Silberne WM-Chancen laut Haug weiterhin intakt

Was die WM-Chancen angeht, war für die "Silberpfeile" heute kein allzu guter Tag, denn Räikkönen hat nun bei nur noch acht zu fahrenden Rennen bereits stattliche 26 Punkte Rückstand. Das bedeutet, dass Alonso theoretisch mit zweiten und dritten Plätzen Champion werden kann - selbst dann, wenn Räikkönen von nun an alle Grands Prix gewinnt.

"Die ganz einfache Analyse sieht so aus", rechnete Haug vor: "In den ersten vier Rennen hat Kimi sieben Punkte gemacht, seither hat er aber die restlichen eingefahren - mehr als jeder andere, auch mehr als Alonso. Die ersten vier Rennen waren wir noch nicht ganz so weit. Ich will nicht von Pech reden, aber sieben Punkte aus vier Rennen sind ein schlechter Schnitt." Aber: "Solange es 80 Punkte zu vergeben gibt, werden wir nicht die Flinte ins Korn werfen."
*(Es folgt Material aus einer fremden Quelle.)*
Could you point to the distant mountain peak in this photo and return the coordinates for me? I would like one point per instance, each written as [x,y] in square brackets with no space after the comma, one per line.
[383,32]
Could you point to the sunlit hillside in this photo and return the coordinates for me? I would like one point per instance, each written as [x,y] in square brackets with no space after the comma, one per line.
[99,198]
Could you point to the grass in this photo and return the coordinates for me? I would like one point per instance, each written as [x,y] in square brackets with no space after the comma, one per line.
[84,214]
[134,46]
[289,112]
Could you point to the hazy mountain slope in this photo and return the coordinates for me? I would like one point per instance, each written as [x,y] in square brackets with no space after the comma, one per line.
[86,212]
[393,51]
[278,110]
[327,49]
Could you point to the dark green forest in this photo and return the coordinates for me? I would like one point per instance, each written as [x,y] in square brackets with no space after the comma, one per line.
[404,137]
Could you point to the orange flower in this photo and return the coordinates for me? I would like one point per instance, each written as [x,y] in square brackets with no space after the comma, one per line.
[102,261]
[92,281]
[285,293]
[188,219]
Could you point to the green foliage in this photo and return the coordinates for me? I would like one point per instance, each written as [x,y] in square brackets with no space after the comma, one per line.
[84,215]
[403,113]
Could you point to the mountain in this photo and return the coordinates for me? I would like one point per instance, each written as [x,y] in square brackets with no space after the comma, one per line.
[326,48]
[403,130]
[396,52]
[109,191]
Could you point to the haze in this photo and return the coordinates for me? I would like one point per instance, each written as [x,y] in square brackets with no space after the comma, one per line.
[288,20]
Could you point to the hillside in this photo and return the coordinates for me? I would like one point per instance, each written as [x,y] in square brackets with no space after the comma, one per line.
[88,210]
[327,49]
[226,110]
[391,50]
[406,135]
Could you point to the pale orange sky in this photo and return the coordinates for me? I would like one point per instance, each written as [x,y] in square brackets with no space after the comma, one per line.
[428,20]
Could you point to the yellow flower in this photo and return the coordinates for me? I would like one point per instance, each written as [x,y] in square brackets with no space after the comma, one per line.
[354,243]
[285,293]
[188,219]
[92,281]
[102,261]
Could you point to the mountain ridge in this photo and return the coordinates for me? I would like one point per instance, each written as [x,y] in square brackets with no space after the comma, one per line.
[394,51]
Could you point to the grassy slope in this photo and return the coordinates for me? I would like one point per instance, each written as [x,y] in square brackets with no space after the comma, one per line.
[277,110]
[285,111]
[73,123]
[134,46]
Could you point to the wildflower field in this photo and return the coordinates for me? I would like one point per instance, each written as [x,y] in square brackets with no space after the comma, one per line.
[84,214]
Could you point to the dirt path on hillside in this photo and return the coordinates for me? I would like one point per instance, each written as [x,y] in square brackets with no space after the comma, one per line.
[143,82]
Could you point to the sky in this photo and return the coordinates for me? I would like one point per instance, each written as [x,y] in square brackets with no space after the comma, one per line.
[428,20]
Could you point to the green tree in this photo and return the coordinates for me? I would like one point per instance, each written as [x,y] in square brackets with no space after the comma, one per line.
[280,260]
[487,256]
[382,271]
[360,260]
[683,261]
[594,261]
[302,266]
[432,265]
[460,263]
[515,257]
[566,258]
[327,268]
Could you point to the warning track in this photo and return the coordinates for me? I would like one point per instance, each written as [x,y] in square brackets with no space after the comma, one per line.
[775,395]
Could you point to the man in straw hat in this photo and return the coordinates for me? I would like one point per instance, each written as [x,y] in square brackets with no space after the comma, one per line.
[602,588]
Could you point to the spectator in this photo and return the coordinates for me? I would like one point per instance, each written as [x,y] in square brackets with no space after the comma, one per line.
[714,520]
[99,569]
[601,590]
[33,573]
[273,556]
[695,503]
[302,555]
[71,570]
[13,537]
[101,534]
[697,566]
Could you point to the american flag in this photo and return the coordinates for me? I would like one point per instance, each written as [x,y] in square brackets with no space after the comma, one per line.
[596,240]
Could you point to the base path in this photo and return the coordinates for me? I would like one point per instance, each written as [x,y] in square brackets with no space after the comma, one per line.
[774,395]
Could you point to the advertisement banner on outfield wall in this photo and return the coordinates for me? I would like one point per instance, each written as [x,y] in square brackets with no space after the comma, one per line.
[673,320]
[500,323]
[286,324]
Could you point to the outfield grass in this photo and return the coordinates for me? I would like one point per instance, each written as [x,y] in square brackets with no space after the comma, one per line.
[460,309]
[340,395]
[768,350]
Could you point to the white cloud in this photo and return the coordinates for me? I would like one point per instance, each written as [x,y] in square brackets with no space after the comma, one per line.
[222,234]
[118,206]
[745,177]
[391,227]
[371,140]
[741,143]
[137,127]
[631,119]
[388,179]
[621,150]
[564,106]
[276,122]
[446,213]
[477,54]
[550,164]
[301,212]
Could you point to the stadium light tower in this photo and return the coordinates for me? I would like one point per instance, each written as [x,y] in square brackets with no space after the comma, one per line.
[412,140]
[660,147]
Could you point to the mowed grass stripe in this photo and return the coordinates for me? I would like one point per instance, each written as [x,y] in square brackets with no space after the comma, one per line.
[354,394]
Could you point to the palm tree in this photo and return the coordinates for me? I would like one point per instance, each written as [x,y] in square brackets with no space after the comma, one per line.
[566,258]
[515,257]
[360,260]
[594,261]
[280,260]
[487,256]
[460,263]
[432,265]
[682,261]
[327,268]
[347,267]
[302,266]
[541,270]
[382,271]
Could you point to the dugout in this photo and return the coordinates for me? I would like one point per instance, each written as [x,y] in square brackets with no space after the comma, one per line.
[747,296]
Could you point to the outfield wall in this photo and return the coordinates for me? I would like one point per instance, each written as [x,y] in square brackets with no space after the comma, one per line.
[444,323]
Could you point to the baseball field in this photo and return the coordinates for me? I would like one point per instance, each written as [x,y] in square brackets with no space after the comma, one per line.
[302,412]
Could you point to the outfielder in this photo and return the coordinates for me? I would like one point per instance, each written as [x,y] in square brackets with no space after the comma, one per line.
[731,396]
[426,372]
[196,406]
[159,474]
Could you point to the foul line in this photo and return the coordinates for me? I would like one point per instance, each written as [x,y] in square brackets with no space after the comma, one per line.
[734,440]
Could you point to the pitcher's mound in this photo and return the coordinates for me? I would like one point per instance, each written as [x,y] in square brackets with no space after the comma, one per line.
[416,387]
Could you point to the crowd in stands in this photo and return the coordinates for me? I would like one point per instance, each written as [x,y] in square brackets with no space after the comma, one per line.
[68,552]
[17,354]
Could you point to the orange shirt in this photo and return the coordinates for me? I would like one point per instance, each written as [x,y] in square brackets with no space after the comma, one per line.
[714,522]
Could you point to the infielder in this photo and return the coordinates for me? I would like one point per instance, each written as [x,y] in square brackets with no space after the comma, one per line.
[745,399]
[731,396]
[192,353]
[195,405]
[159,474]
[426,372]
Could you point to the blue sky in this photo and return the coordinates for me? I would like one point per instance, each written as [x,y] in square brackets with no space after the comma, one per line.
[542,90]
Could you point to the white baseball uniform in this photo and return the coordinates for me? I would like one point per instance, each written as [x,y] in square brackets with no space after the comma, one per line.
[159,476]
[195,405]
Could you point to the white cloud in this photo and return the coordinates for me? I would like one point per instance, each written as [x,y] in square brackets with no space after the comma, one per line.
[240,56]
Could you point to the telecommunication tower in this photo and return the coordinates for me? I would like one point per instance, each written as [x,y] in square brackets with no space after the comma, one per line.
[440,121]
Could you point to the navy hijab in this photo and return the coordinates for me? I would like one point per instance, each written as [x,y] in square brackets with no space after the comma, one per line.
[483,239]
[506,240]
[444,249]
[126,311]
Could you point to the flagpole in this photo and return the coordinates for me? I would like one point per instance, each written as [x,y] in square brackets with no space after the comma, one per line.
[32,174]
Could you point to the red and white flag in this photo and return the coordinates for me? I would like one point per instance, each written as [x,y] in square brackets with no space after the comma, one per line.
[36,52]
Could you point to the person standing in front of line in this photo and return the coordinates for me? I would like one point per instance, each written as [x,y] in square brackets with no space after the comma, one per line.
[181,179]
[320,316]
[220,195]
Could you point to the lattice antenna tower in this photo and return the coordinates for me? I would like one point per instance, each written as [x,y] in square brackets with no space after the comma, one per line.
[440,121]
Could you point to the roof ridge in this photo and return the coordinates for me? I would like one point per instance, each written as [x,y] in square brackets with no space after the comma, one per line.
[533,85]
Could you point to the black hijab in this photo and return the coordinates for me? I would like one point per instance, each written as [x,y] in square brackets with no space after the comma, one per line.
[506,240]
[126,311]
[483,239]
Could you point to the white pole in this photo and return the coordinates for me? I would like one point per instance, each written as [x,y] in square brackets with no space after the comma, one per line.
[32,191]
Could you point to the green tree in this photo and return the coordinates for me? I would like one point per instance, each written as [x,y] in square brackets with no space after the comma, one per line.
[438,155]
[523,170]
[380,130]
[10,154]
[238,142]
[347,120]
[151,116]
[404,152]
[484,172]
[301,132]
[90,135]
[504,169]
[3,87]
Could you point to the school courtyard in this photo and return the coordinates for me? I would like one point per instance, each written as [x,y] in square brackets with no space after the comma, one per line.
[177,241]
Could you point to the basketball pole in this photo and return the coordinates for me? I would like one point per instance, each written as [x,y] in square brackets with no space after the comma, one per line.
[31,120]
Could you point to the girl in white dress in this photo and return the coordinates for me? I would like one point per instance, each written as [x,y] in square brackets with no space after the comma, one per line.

"Wir sind nicht als Überfavorit angetreten, aber wir haben gezeigt, dass wir in die richtige Richtung arbeiten können. Dass wir noch hie und da einen kleinen Fehler machen, müssen wir abstellen, aber die beiden Teams - Renault und McLaren-Mercedes - geben gerade den Takt an, und ich bin überrascht, dass die Abstände nach hinten jetzt doch sukzessive größer werden. BAR-Honda mit Jenson Button war heute noch ganz gut dabei, aber danach war doch schon ein kleiner Abriss, genau wie in Magny-Cours. Wir müssen die Zuverlässigkeit besser hinbekommen, dann ist die WM noch lange nicht rum", meinte er abschließend.